Widdekind Posted August 2, 2011 Author Posted August 2, 2011 Please ponder protons & electrons combining, into neutrons & neutrinos: [math]p^{+} + e^{-} \rightarrow n^0 + \nu_e[/math] If you "flipped" this reaction, then neutrinos could "stimulate" the fission, of neutrons, into protons & electrons. Indeed, in the OP, neutrinos could "stimulate" the fission, of deuterium nuclei, into hydrogen nuclei. Moreover, in a standard nuclear fission chain-reaction, neutrons essentially "stimulate" the emission, of more neutrons -- a little like a "neutron laser" effect. Could not neutrinos do something similar? There seems to be a physical parallel, between spontaneous-and-stimulated photon emission, and spontaneous-and-stimulated nuclear fission. In both cases, there seems to be a process parallel to the spontaneous one. If "neutrino-stimulated nuclear fission" is possible, then one could construct a "neutrino detector", by using a short-lived radio-active element. Then, when a high flux of neutrinos -- e.g., from GRBs -- impinged upon the detector, the neutrinos would induce additional fission events, so that the sample would decay more rapidly, than its half-life would indicate. To wit, your "geiger counter" would start clicking faster, with the increase in frequency, due to neutrino-induced fission events.

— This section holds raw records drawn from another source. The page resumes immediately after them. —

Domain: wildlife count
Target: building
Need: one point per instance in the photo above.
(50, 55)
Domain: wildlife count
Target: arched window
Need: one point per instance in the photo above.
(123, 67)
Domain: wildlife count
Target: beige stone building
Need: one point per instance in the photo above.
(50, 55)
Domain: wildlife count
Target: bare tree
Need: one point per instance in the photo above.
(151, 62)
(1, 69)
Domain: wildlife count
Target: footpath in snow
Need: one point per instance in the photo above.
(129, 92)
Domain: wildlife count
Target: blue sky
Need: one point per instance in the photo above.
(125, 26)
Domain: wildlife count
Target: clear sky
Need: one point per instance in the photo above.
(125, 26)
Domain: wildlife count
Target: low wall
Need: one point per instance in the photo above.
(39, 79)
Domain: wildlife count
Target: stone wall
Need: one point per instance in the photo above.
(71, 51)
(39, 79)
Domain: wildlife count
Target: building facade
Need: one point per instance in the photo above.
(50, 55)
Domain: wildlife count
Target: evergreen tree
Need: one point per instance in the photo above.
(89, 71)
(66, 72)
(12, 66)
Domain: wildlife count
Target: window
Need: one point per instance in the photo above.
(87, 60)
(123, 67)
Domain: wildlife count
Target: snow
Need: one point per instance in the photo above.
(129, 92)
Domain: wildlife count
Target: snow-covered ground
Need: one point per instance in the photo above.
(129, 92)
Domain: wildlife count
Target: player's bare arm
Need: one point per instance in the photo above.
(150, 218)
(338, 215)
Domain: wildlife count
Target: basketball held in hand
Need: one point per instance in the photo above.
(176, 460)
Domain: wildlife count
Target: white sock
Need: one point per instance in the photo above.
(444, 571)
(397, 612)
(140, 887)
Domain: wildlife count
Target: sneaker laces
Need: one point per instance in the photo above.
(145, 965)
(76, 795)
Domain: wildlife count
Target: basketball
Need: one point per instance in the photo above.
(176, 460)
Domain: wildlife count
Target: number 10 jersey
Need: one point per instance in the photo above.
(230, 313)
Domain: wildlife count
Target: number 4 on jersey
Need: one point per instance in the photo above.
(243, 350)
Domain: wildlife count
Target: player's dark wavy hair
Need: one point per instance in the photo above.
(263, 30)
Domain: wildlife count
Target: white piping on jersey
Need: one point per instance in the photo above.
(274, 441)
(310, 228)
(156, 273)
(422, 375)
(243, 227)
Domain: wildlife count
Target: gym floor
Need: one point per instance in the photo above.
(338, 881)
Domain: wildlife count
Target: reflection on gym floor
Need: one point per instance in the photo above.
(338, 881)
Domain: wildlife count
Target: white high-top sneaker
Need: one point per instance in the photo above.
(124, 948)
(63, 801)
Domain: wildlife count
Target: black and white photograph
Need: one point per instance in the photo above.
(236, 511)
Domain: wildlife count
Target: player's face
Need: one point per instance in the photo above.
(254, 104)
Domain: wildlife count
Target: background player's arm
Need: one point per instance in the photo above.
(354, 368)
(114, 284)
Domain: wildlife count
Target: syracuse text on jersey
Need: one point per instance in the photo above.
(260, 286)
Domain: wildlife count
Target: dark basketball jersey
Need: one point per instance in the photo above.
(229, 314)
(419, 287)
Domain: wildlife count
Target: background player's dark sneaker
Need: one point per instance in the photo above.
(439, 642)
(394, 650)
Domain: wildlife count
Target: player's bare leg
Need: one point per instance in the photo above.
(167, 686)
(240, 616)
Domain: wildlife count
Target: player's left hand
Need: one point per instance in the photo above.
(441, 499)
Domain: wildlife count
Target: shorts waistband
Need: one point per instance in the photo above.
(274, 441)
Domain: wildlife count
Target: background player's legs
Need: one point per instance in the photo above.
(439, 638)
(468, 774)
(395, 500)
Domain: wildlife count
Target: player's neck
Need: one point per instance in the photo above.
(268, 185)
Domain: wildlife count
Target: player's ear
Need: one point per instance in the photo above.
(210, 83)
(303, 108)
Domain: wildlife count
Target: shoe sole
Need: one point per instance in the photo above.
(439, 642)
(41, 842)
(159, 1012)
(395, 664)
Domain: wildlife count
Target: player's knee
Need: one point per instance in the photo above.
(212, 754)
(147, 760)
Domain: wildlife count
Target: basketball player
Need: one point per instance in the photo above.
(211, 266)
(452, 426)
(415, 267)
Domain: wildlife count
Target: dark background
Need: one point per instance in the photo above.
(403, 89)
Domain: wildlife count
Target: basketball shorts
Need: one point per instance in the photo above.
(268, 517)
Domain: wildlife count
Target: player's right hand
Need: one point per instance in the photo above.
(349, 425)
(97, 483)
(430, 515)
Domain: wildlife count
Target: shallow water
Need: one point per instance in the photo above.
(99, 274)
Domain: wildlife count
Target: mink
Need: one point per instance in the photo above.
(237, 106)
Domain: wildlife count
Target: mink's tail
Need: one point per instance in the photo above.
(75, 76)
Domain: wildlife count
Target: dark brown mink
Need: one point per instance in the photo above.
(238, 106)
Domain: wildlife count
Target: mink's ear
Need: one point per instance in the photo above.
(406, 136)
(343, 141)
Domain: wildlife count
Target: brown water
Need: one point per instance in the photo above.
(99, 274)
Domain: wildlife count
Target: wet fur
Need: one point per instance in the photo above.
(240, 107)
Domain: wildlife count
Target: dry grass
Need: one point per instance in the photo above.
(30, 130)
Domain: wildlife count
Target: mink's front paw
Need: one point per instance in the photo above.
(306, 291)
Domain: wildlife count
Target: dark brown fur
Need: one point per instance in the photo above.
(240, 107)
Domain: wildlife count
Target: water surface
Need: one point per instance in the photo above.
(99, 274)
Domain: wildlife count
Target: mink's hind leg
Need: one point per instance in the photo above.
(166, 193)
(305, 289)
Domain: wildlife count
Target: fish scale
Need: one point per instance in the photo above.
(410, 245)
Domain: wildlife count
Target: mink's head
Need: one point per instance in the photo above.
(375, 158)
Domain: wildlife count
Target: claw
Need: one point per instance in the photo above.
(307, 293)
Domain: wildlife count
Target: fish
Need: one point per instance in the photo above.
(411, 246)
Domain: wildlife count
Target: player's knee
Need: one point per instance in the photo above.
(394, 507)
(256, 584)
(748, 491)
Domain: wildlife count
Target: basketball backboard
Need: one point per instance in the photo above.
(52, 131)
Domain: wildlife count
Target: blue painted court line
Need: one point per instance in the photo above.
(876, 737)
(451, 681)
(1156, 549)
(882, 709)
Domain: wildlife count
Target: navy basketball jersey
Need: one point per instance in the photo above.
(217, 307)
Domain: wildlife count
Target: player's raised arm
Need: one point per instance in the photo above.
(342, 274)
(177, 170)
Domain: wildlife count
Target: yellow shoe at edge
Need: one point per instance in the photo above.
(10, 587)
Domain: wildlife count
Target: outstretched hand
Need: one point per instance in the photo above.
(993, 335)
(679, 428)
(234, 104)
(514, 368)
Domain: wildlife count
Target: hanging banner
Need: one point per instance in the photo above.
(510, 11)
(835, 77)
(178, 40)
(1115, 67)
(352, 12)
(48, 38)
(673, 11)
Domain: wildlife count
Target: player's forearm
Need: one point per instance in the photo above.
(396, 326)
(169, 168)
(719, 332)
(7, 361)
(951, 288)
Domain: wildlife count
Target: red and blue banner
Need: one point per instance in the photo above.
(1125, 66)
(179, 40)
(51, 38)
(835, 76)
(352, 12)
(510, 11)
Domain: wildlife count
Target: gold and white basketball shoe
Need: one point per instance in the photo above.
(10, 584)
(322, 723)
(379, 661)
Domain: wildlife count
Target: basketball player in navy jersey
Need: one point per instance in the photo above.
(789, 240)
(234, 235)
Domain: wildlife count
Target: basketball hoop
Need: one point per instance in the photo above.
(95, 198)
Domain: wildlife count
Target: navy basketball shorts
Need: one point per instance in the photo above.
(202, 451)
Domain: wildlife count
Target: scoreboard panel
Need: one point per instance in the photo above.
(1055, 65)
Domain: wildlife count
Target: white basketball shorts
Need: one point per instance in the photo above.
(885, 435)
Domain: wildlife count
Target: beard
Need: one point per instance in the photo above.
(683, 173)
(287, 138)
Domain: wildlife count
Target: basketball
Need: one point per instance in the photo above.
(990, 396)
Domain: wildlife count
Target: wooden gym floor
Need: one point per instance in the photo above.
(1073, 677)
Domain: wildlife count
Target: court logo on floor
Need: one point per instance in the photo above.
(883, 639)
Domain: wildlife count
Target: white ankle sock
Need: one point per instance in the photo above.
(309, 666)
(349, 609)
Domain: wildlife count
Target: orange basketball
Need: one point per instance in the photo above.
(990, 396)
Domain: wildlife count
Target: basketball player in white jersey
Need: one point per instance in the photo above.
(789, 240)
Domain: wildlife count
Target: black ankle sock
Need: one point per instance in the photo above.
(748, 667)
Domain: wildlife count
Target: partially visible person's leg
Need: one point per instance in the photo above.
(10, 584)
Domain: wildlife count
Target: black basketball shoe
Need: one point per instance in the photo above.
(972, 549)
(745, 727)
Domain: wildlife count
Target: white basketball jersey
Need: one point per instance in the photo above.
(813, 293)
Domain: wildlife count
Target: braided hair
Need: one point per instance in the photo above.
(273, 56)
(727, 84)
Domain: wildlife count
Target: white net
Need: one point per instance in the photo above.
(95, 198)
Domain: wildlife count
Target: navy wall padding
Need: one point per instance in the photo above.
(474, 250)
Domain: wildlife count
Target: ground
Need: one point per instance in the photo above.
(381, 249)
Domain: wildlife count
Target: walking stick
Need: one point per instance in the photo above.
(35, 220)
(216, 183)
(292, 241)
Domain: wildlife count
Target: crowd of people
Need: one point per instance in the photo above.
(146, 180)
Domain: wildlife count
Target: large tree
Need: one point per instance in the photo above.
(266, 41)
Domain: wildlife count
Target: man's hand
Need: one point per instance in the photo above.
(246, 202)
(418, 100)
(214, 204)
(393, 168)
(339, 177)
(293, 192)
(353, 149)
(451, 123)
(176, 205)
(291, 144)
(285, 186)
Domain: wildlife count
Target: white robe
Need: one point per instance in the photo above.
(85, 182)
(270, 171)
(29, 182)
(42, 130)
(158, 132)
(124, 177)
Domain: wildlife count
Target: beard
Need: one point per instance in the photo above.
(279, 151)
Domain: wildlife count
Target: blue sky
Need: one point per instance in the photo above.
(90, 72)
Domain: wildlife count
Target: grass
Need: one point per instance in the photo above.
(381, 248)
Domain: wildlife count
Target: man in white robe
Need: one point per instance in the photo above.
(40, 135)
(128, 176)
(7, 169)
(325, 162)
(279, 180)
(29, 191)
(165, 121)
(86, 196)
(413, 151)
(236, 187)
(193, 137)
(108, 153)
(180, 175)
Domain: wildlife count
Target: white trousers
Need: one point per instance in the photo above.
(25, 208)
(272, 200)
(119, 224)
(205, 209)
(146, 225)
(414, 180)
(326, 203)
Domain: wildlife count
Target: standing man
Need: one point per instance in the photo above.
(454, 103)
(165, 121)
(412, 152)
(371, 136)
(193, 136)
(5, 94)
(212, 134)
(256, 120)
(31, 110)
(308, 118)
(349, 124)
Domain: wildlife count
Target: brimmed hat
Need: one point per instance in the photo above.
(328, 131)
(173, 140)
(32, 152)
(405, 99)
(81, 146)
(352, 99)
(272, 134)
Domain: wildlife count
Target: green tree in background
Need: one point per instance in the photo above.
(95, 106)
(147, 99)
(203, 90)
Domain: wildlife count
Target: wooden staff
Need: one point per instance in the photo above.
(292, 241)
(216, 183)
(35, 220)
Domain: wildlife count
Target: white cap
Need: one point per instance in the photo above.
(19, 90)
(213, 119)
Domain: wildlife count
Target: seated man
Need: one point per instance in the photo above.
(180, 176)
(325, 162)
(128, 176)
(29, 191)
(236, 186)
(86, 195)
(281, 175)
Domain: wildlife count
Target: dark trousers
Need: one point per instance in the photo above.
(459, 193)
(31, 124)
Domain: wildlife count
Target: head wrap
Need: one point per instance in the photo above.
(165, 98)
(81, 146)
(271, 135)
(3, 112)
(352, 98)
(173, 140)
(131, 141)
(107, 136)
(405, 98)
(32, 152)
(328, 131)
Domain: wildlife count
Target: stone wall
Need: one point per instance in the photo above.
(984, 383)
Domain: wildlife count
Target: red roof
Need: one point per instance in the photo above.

swansont Posted August 2, 2011 Posted August 2, 2011 What would happen, if you "flipped" the positron, on the right (product side), to an electron, on the left (reactant side). If you conducted pp collisions, in an electron-rich environment, could you catalyze the fusion physics? In general, three-body interactions have a much lower probability that two-body interactions, since three particles colliding at the same time is a significantly rarer event. That says nothing about whether the electron would actually increase the cross-section. AFAIK catalysts generally add an intermediate step, not increase the number of participants in an individual reaction. 1
imatfaal Posted August 2, 2011 Posted August 2, 2011 It definitely wouldn't catalyse a fusion reaction; in the normal/chemical sense of the word a catalyst is not consumed in the reaction. As SonT said - it often forms an intermediate step/compound, but it reverts to original form and is preserved by the end of the reaction.
swansont Posted August 2, 2011 Posted August 2, 2011 in a standard nuclear fission chain-reaction, neutrons essentially "stimulate" the emission, of more neutrons -- a little like a "neutron laser" effect. Could not neutrinos do something similar? There seems to be a physical parallel, between spontaneous-and-stimulated photon emission, and spontaneous-and-stimulated nuclear fission. In both cases, there seems to be a process parallel to the spontaneous one. There's a huge difference, though. Neutrons interact via the strong force and neutrinos via the weak. Cross sections are very different. And thermal neutrons only induce fission in fissile materials.
Widdekind Posted November 21, 2011 Author Posted November 21, 2011 The "terminal S-process cycle" involves "feeding" a Pb-206 nucleus 4x neutrons, which the nucleus "alchemizes" into 1x helium: Pb-206 + 4n ----> Pb-206 + He + radiation Thus, the lead nucleus acts like a "nuclear catalyst", a "fempto-fusion reactor" within which 4n are "glued" together, via the Color Force, into a He. Given a neutron source, a lead brick would do the fusion for you. Stars use Gravity, to supply pressure, to squeeze 4x protons, into 1x He. The Color Force is (proverbially) 40 orders-of-magnitude stronger than Gravity -- which is why a single nucleus, via the CF, can fuse nucleons, like an entire star, via GF.